To make a concrete examples, consider the following two functions in 4 variables $\mathbf{x} \in \mathbb{R}^4$: the cubic function $$ f(\mathbf{x}) = a_1x_2x_3x_4+a_2x_3x_4x_1+a_3x_4x_1x_2+a_4x_1x_2x_3 $$ and the quadratic form $$ g(\mathbf{x}) = b_{12}x_1x_2 + b_{13}x_1x_3 + b_{14}x_1x_4+b_{23}x_2x_3+b_{24}x_2x_4+b_{34}x_3x_4.\\ $$ Both of them are affine functions of each of the variables. Using educated guessing, I was able to find $$ f(\mathbf{x}) = \left| \begin{matrix} a_1 & -a_2 & a_3 & -a_4\\ x_1 & x_2 & 0 & 0\\ 0 & x_2 & x_3 & 0\\ 0 & 0 & x_3 & x_4 \end{matrix} \right|, $$ yet I am wondering what other solutions are possible, for example using a symmetric matrix. For the function $g$ I don't see a similarly simple solution. Any pointer to the right keywords would be appreciated.
The right keyword is, unsurprisingly, determinantal representation (of a polynomial). This has apparently been a topic of interest in algebraic geometry. A comparatively accessible account on the question of representing the zero set of any polynomial is the paper Polynomials with and without determinantal representations by Netzer and Thom.

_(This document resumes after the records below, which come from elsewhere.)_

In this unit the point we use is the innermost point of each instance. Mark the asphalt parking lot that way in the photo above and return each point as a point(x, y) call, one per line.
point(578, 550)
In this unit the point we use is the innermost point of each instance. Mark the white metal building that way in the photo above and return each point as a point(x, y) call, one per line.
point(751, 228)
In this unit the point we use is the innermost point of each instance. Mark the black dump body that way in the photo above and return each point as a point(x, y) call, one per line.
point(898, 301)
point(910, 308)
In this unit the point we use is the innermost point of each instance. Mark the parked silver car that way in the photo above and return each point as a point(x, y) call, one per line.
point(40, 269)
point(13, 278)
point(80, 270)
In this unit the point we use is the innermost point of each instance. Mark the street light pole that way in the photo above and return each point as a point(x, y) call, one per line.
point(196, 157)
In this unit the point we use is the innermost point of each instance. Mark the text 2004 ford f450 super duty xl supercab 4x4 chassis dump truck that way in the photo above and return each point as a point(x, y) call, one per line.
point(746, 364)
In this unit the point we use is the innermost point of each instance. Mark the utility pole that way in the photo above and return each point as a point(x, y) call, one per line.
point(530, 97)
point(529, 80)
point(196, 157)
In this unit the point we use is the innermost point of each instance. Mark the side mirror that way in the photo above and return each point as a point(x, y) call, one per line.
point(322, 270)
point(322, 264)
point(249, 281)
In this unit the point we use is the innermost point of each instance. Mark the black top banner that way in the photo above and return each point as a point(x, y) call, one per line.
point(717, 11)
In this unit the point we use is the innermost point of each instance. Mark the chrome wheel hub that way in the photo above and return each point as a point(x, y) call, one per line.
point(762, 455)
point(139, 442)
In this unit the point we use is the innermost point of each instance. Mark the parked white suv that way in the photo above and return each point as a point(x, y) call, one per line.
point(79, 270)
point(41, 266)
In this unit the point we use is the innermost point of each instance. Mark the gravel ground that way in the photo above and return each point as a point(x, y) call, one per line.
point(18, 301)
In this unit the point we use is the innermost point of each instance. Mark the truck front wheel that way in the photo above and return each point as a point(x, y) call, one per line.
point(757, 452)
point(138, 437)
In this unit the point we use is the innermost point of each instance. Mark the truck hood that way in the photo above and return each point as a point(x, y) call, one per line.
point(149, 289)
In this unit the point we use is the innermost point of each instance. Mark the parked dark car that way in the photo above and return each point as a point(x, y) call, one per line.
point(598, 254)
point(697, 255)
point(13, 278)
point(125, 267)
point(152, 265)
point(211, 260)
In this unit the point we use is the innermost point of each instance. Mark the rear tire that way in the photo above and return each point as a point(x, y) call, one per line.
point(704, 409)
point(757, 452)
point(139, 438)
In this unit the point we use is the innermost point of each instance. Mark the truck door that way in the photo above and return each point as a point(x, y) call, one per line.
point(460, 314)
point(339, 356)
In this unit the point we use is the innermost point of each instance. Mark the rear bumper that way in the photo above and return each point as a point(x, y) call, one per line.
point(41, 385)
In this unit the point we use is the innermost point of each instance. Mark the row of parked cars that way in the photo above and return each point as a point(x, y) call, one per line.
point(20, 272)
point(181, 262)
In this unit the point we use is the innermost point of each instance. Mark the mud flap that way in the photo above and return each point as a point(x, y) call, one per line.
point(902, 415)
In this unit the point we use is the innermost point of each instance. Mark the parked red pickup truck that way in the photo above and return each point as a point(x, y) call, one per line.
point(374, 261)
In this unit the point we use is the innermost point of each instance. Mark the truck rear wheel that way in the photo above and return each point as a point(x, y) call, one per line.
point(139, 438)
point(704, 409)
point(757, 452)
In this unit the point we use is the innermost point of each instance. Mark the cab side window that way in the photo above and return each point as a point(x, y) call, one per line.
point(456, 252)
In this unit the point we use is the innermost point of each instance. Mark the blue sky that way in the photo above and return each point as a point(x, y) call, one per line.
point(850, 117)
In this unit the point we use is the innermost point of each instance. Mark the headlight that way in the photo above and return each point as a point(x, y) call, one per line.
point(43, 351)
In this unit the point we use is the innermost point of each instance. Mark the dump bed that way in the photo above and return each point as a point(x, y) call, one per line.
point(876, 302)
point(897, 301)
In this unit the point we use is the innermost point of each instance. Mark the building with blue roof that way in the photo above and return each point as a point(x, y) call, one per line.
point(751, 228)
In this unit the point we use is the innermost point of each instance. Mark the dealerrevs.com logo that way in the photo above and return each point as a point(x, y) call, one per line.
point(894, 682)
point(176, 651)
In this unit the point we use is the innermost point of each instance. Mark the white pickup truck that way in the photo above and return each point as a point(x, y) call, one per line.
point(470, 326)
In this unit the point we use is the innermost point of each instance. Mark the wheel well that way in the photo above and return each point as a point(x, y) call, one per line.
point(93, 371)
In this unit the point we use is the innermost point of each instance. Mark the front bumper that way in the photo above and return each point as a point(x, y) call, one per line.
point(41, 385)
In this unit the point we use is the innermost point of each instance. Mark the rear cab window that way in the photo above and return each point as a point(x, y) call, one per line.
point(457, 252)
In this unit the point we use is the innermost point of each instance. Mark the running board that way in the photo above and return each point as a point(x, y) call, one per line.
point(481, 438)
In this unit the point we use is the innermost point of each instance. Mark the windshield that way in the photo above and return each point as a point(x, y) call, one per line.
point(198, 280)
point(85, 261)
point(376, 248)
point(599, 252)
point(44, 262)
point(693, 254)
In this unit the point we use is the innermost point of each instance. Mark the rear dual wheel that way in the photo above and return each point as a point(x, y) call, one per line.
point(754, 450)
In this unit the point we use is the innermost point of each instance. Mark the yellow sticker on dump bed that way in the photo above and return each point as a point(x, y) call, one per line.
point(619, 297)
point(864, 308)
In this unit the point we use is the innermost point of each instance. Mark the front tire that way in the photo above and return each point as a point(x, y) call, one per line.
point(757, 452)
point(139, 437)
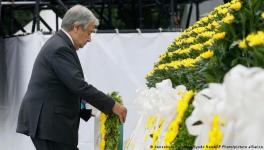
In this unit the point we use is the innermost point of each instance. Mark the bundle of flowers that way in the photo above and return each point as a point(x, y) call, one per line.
point(161, 112)
point(231, 34)
point(230, 114)
point(109, 128)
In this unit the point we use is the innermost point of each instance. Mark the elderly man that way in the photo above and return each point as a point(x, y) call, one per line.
point(50, 110)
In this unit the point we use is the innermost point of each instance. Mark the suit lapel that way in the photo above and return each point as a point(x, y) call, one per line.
point(68, 41)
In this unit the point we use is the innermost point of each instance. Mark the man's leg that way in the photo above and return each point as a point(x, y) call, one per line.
point(50, 145)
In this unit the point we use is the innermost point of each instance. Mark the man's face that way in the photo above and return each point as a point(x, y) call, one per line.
point(83, 35)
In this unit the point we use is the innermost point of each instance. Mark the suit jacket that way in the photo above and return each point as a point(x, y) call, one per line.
point(51, 106)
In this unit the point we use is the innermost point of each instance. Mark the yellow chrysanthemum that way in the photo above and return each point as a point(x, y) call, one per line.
point(216, 25)
point(236, 6)
point(262, 15)
point(219, 36)
point(255, 39)
point(243, 44)
point(208, 34)
point(190, 40)
point(207, 54)
point(228, 19)
point(196, 47)
point(209, 42)
point(173, 128)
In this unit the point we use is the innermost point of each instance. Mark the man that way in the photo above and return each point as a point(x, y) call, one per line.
point(50, 110)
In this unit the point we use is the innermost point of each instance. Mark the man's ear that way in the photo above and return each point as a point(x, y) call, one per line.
point(76, 28)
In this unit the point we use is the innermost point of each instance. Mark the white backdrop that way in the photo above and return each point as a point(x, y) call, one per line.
point(111, 62)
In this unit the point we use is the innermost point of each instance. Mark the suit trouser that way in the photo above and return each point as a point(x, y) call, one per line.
point(51, 145)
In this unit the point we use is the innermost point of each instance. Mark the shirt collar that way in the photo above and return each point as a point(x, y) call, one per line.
point(68, 35)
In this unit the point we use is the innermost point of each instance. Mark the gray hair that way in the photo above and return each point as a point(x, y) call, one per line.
point(78, 15)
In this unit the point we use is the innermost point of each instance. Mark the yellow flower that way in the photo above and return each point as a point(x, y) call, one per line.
point(183, 51)
point(243, 44)
point(207, 34)
point(190, 40)
point(236, 6)
point(173, 128)
point(255, 39)
point(196, 47)
point(103, 118)
point(219, 36)
point(223, 11)
point(262, 15)
point(216, 24)
point(207, 54)
point(209, 43)
point(228, 19)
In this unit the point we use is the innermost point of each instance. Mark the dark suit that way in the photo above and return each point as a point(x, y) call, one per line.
point(51, 106)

The main points are: 1. Every polynomial in 2 variables has a representation as a determinant; 2. In general this is not true for more than 2 variables; 3. However, the zero set of any real quadratic polynomial can be represented as a determinant by taking a power of the polynomial.
This means I should be able to represent $g(\mathbf{x})=0$ as a determinantal equation by considering $\left( g(\mathbf{x}) \right)^n = 0$. The representation is based on Clifford algebras and concretely makes use of Weyl-Brauer matrices. This approach could be considered a principled way to arrive at a representation.